The main assets are buffalo, pigs, and others.

4. Trunyan Cemetary – Bali

source: dreamstime.com

The Trunyan people have a funeral tradition where the body is bury on a large rock that has 7 basins.

Terunyan Village custom regulates the procedure for burying corpses for its citizens.

In this village, there are three graves (sema) dedicate to three different types of death.

If one of Terunyan’s residents died naturally, his body was covering with a white cloth.

held in a ceremony, and then placed without being bury under a large tree namely Taru Menyan, in a location namely Sema Wayah.

However, if the cause of death is unnatural, such as due to an accident, suicide, or  victim of murder .

The body will place in a location namely Sema Bantas.

Meanwhile, to bury babies and small children, or residents who are adults but single, they will  place in Sema Muda (Miarta Yasa House)

The explanation as to why the corpses which  laid neatly in the sema (grave) did not cause any odor even though naturally.

But the decomposition of the corpses happens, due to the Taru Menyan tree, which can emit a fragrant smell and is able to neutralize the stench of corpses.

Taru means tree, while incense means fragrant.

This Taru incense tree only grows in this area.

Be Tarumenyan which later became better known as Terunyan which to believe to be the origin of the name of the village.

5. Brobosan – Java

source : Pondok Pesantren Sidogiri

Brobosan tradition is a ritual performing by the Javanese people when a relative or family dies.

In this ritual, the family will walk under the coffin.

Brobosan means ‘breaking through’, which is alternating three times under a coffin that is being lift up high.

Starting from the right, to the left, forward, until back to the right.

Relatives and neighbors will help prepare ubo rampe, food in offerings.

After the ubo rampe already done, there will be a speech from the representative of the family.

This traditional ceremony ritual is officially in the front yard of the late’s house before the body is sent to the funeral.

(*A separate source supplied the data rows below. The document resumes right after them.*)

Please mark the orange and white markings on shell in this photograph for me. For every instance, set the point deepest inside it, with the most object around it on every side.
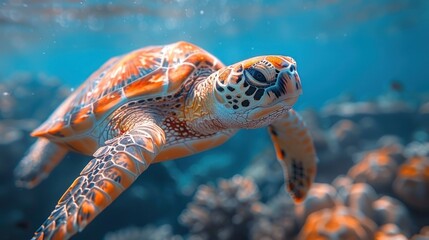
(150, 73)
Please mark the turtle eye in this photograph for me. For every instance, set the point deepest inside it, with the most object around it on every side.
(256, 77)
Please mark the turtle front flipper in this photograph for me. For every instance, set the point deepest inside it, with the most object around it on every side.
(42, 157)
(114, 168)
(295, 150)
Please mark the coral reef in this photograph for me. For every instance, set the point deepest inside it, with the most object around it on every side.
(372, 178)
(163, 232)
(337, 223)
(223, 212)
(389, 231)
(412, 182)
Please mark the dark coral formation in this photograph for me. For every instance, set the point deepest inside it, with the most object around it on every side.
(412, 182)
(223, 212)
(372, 179)
(150, 232)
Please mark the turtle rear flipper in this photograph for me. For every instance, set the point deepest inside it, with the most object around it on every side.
(295, 151)
(42, 157)
(115, 167)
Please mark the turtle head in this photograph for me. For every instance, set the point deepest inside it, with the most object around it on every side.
(255, 92)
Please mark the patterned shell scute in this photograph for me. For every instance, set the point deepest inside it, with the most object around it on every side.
(144, 73)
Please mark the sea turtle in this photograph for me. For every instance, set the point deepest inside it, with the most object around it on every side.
(160, 103)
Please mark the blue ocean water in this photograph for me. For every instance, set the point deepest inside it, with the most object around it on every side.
(340, 46)
(355, 47)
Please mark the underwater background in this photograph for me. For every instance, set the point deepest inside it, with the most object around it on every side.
(364, 70)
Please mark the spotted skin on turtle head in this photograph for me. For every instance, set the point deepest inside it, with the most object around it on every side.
(161, 103)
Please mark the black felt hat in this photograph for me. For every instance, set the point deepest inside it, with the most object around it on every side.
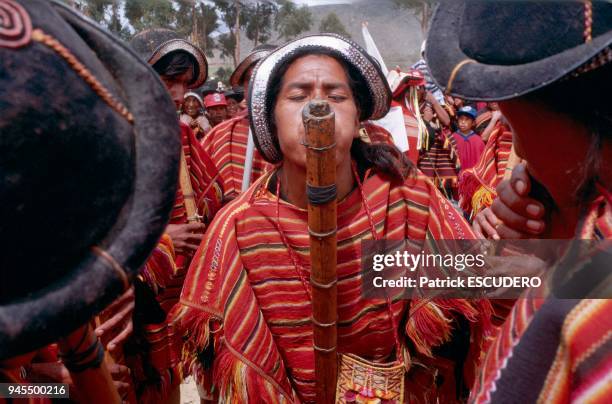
(496, 50)
(153, 44)
(89, 152)
(257, 53)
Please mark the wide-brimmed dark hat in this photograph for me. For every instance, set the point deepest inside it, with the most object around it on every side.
(154, 44)
(89, 152)
(258, 53)
(378, 93)
(236, 93)
(496, 50)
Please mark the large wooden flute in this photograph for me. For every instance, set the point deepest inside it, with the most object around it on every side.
(321, 188)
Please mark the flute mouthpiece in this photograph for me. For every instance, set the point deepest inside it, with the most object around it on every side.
(318, 108)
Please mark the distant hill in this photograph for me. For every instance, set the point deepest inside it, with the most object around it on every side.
(396, 32)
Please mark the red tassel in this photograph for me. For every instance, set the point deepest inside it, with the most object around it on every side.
(468, 185)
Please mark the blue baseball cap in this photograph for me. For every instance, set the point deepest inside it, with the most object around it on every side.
(468, 111)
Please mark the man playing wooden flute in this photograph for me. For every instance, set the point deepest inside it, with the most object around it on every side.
(246, 304)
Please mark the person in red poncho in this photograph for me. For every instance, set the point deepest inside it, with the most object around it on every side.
(227, 142)
(468, 143)
(246, 305)
(552, 80)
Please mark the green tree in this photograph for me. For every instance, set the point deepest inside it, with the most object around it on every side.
(258, 18)
(105, 12)
(223, 74)
(197, 21)
(423, 10)
(331, 23)
(229, 43)
(292, 20)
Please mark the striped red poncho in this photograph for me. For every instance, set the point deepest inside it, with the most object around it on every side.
(477, 184)
(226, 144)
(243, 300)
(441, 163)
(554, 350)
(165, 272)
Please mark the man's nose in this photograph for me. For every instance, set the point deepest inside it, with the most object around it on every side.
(177, 91)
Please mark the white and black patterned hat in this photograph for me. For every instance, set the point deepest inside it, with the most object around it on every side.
(266, 74)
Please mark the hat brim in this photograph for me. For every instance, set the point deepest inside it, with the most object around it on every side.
(45, 316)
(265, 74)
(237, 76)
(479, 81)
(177, 44)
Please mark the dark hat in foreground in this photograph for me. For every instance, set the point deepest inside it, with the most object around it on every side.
(266, 75)
(258, 53)
(88, 170)
(468, 111)
(154, 44)
(496, 50)
(236, 93)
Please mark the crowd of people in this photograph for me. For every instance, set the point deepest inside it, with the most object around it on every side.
(173, 238)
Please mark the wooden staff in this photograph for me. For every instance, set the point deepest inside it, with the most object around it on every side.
(513, 161)
(319, 123)
(188, 194)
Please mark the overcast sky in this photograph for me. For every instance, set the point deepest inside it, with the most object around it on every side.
(322, 2)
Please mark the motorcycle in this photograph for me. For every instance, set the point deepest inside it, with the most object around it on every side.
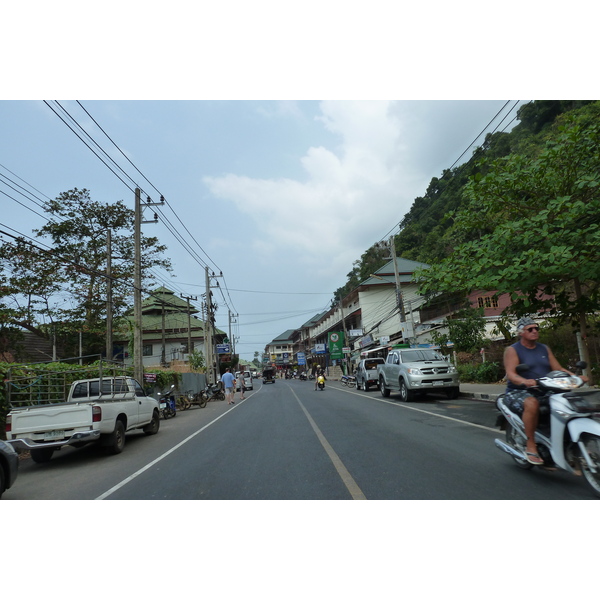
(349, 380)
(214, 391)
(167, 403)
(568, 433)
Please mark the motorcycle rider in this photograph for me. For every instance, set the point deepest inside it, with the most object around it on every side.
(540, 360)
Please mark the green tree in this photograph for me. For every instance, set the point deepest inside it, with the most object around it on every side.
(530, 227)
(67, 286)
(465, 331)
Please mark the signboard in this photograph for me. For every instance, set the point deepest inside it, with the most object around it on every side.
(336, 343)
(407, 329)
(368, 339)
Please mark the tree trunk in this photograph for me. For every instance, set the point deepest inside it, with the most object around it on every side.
(584, 353)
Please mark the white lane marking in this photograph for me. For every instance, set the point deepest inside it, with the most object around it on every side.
(156, 460)
(427, 412)
(355, 492)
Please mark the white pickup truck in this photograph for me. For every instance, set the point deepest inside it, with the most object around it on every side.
(416, 371)
(100, 409)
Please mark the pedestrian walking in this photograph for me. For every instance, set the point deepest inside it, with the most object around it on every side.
(229, 382)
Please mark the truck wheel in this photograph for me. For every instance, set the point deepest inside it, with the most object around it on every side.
(384, 391)
(154, 425)
(116, 440)
(42, 455)
(405, 394)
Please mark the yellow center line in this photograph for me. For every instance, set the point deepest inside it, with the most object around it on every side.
(351, 485)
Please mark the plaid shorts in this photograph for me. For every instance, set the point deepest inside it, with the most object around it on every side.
(515, 399)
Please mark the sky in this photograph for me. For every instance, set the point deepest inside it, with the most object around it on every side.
(288, 138)
(280, 196)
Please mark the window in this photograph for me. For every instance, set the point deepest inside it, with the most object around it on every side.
(487, 302)
(80, 391)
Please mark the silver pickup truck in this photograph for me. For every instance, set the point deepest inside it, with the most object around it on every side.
(413, 371)
(95, 410)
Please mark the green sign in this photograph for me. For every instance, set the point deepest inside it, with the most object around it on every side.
(336, 344)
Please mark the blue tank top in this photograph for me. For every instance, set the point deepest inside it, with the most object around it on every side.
(537, 360)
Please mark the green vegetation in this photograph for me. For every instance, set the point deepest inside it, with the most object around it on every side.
(520, 217)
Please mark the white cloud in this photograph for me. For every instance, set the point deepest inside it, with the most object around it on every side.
(353, 194)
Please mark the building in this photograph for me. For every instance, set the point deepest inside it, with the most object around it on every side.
(169, 324)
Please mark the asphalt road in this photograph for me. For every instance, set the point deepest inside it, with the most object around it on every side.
(288, 441)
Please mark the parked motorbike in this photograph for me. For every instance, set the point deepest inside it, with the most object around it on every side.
(167, 403)
(214, 391)
(349, 380)
(568, 433)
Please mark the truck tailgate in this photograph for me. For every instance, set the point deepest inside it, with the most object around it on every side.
(47, 418)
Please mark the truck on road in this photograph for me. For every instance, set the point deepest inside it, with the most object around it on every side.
(415, 371)
(95, 410)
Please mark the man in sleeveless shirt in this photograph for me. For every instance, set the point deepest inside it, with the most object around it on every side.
(527, 350)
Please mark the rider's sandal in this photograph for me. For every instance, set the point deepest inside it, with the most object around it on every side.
(534, 458)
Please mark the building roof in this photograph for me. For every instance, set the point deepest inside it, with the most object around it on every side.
(385, 275)
(164, 297)
(286, 336)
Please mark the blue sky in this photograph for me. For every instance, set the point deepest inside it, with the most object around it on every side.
(218, 107)
(281, 196)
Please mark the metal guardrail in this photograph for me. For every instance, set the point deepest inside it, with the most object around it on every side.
(40, 386)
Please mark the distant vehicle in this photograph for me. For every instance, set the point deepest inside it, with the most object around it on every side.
(9, 466)
(414, 371)
(366, 373)
(268, 376)
(248, 384)
(94, 410)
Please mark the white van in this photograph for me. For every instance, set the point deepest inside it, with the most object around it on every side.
(248, 385)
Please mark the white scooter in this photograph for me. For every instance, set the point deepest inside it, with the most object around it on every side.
(568, 433)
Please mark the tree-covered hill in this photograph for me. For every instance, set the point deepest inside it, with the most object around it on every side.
(426, 230)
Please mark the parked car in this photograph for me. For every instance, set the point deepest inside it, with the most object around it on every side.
(9, 466)
(416, 371)
(268, 376)
(366, 373)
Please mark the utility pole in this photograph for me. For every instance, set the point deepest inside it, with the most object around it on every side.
(163, 356)
(109, 349)
(399, 300)
(345, 360)
(209, 325)
(138, 359)
(189, 311)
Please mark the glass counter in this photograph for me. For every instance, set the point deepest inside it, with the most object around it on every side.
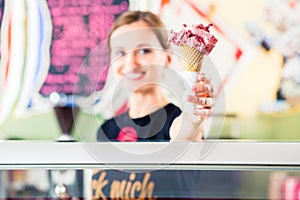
(177, 170)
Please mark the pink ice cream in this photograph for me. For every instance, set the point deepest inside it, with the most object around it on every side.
(196, 36)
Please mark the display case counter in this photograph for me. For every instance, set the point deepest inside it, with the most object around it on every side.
(216, 169)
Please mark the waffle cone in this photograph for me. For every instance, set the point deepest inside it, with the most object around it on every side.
(191, 58)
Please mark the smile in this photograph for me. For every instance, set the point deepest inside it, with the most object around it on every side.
(135, 75)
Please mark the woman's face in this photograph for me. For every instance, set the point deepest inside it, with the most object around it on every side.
(137, 56)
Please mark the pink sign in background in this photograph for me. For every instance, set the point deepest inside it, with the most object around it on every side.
(78, 28)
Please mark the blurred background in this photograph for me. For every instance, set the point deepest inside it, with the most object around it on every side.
(53, 55)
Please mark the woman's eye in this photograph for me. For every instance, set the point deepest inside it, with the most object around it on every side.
(145, 51)
(119, 53)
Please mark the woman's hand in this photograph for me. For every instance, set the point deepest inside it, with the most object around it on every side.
(204, 97)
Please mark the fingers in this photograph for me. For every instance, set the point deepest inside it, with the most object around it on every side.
(203, 102)
(203, 86)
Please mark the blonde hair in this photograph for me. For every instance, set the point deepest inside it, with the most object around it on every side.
(153, 21)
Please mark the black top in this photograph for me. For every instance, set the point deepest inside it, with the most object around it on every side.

The implementation has done by the closest family, and led by the eldest male family member.

This tradition is closely relate to the wisdom of the Javanese, which refers to a filial attitude towards their parents or ancestors.

Closest families, such as children and grandchildren, do wasteful based on the Javanese proverb “mikul dhuwue mendhem jero” which means always upholding and remembering the services of people who have passed away.